“‘Well, Bob,’ I says, ‘then hadn’t you better get some?’

“‘Yes,’ he says, ‘I will.’

“And then Gimlet, who had been standing by, he says—

“‘And we ain’t got no herrins.’

“The long and the short on it was that them two chaps goes ashore to buy some herrins and some taties, so as we could cook ’em aboard in the cabin, where we bargees reg’lar kind o’ lived, you know.

“I ought to ha’ knowed better; but I’d got an old Weekly Dispatch, as was the big paper in them days, and I was a-spelling it over about the corrynation o’ King George the Fourth, and the jolly row there’d been up by Westminster Abbey when Queen Carryline went up to the doors and said as she wanted to be crowned too.

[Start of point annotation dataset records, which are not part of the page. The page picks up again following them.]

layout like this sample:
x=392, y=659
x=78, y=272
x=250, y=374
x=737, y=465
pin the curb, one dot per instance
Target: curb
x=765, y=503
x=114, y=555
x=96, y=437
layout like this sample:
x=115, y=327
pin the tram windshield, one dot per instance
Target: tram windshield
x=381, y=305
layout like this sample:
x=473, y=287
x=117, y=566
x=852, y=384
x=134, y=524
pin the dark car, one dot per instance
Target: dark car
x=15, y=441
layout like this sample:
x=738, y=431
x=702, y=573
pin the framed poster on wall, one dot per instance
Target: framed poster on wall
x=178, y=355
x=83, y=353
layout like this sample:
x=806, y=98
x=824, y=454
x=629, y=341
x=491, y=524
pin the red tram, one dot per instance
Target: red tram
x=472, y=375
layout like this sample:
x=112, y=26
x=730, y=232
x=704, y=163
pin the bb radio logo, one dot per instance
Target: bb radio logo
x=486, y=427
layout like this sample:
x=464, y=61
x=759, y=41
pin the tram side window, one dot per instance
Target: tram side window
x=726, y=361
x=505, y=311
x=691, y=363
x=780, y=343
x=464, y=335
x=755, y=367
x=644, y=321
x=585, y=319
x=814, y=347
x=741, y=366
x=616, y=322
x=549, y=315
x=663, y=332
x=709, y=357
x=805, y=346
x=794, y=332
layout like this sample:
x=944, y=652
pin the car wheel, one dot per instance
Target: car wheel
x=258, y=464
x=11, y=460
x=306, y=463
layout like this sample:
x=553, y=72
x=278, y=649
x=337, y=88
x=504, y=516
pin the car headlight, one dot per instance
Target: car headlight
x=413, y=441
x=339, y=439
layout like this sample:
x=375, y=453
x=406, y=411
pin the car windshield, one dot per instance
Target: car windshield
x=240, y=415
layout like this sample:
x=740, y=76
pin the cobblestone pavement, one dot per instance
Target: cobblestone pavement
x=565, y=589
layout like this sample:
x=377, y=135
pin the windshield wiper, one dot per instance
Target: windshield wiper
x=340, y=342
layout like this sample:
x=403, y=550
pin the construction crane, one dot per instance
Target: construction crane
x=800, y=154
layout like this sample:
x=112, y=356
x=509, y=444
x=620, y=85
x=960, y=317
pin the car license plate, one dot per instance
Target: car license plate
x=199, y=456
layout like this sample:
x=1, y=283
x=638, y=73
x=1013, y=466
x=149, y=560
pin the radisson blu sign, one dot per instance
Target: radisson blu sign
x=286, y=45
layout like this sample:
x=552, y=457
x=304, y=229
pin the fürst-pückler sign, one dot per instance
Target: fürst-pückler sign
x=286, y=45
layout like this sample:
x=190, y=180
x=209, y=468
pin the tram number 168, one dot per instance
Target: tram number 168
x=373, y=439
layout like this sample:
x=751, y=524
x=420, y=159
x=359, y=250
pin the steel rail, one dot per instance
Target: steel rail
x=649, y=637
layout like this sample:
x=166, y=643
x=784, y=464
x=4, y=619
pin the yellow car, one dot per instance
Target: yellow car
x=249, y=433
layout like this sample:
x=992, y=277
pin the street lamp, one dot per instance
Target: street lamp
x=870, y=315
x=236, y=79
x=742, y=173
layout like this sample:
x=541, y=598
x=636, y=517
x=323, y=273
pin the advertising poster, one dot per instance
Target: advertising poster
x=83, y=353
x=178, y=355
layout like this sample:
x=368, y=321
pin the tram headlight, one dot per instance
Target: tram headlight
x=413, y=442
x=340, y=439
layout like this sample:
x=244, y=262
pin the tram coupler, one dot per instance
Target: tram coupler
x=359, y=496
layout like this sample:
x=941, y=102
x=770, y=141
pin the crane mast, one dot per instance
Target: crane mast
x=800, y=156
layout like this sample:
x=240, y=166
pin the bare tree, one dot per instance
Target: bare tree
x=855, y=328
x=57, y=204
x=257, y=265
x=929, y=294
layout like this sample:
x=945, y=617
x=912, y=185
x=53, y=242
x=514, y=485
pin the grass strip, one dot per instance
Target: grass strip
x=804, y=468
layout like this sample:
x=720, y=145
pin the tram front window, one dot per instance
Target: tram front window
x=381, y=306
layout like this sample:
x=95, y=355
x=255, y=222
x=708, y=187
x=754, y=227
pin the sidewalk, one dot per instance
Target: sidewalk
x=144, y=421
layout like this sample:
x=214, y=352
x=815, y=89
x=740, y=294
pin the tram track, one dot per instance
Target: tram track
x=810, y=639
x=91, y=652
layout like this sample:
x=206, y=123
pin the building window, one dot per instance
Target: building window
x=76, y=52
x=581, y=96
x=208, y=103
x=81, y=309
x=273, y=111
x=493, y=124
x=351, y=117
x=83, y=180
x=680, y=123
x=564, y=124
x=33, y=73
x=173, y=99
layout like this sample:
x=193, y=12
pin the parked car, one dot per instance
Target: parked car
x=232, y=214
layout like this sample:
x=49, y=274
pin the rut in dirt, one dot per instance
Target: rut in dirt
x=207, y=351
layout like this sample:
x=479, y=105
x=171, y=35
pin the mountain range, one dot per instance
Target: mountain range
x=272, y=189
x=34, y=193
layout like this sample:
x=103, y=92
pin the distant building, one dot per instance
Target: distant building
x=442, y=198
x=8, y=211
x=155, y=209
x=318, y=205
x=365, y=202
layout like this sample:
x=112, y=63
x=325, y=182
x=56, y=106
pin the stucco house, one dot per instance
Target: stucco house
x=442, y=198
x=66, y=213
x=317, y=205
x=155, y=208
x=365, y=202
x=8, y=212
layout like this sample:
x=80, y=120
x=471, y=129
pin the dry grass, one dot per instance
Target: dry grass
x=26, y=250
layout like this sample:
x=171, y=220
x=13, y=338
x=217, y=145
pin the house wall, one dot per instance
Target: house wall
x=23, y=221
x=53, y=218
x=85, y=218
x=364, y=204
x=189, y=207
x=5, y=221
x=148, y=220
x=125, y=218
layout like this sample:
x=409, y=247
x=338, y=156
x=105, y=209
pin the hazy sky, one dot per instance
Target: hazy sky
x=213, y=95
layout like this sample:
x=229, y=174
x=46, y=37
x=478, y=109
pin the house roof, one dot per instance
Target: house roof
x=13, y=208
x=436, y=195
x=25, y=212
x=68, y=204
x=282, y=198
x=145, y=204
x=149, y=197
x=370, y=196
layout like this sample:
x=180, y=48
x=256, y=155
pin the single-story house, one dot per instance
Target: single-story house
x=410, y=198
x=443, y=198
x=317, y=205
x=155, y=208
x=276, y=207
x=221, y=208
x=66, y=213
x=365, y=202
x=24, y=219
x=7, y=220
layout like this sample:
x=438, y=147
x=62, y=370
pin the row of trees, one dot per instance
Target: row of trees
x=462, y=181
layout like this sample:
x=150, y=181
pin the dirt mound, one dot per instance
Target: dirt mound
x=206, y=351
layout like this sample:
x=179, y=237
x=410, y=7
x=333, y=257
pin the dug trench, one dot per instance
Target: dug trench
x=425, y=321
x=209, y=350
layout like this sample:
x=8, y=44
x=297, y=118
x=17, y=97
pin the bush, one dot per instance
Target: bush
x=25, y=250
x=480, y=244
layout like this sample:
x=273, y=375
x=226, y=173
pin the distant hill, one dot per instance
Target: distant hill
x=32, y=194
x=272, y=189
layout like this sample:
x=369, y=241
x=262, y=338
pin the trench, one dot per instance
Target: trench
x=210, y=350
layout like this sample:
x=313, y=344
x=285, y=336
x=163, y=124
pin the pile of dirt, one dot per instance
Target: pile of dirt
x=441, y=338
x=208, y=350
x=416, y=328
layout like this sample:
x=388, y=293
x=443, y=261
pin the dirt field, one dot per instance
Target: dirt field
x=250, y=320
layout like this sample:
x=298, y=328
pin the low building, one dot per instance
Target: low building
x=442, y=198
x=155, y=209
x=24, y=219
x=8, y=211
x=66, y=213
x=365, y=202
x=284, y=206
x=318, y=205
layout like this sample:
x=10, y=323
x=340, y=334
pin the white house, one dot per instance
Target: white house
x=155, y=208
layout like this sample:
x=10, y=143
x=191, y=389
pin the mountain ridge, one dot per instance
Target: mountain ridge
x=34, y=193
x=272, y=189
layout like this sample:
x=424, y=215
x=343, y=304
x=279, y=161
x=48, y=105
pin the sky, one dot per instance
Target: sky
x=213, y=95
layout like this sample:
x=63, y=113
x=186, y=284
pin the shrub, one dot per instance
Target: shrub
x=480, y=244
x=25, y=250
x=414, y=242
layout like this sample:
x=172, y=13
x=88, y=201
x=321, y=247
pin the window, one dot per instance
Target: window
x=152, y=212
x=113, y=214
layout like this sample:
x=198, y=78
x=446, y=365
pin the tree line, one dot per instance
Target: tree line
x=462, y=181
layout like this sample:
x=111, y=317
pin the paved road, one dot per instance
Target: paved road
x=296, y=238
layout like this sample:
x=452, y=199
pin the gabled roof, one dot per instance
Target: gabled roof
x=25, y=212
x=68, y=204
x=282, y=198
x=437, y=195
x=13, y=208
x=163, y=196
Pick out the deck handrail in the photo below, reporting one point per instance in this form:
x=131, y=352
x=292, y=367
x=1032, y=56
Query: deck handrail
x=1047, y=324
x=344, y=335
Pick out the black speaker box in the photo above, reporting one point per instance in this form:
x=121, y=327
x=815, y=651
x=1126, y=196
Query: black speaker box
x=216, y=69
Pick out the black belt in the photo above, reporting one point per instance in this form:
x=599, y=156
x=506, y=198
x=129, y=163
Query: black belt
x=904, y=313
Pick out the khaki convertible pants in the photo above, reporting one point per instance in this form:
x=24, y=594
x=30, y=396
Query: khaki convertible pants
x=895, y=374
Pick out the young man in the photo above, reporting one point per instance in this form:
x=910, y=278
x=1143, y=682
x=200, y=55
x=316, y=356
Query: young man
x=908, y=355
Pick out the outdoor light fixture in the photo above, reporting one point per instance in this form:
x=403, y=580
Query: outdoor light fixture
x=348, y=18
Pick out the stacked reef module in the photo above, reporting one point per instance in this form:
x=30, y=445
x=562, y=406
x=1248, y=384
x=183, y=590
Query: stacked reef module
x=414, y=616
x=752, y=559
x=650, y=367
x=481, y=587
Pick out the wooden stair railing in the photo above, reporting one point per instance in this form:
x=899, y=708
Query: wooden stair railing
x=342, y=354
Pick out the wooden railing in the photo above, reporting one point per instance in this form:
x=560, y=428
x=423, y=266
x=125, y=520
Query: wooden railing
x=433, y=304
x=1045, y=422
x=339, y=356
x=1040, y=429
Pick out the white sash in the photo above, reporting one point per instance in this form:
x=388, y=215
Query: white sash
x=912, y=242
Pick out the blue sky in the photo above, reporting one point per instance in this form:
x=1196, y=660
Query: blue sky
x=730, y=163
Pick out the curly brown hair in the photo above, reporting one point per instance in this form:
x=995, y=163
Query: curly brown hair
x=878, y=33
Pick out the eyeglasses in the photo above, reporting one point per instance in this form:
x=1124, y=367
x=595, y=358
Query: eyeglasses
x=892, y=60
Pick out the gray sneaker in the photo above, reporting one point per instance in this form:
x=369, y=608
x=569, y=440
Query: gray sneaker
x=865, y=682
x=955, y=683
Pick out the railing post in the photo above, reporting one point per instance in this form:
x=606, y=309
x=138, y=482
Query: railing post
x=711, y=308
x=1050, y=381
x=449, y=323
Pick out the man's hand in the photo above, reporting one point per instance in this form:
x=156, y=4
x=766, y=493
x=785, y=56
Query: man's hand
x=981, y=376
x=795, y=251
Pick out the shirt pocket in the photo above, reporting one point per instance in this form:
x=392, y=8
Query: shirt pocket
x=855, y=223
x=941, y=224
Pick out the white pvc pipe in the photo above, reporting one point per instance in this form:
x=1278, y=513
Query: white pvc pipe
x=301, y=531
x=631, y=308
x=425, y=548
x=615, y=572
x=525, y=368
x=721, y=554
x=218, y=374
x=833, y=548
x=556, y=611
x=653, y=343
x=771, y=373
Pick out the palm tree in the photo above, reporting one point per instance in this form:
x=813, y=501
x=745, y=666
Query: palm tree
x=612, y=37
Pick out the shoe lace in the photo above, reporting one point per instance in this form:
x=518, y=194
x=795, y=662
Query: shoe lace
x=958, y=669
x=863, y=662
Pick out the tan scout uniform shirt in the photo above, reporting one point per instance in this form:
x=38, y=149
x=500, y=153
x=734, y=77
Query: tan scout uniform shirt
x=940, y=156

I might ha’ knowed what ud follow, but I was so wrapped up in that there old noosepaper, not being a fast reader, that I never thought about it; and consequently, when it was about low tide, and time for us to go, them two chaps was nowhere.

“‘Seen anything o’ my mates?’ I hollers to a chap ashore, for I was now out in the stream.

“‘They’re up at the Blue Posties,’ he says. ‘Shall I fetch ’em?’

“‘Yes, and be hanged to ’em!’ I says; and I goes down to the cabin, vexed like, gets hold o’ the flint and steel and my pipe, and was going to fill it, when I remembered what we took aboard, and I put ’em all back in the cupboard.

“Quarter of an hour arter, just as the tide was beginning to turn, them two chaps comes aboard, reg’lar tossicated, not to say drunk, and werry wild I was, and made ’em go down into the cabin, thinking as they’d sleep it off; and then, casting loose, I put out one of the sweeps, and we began to float gently up the river.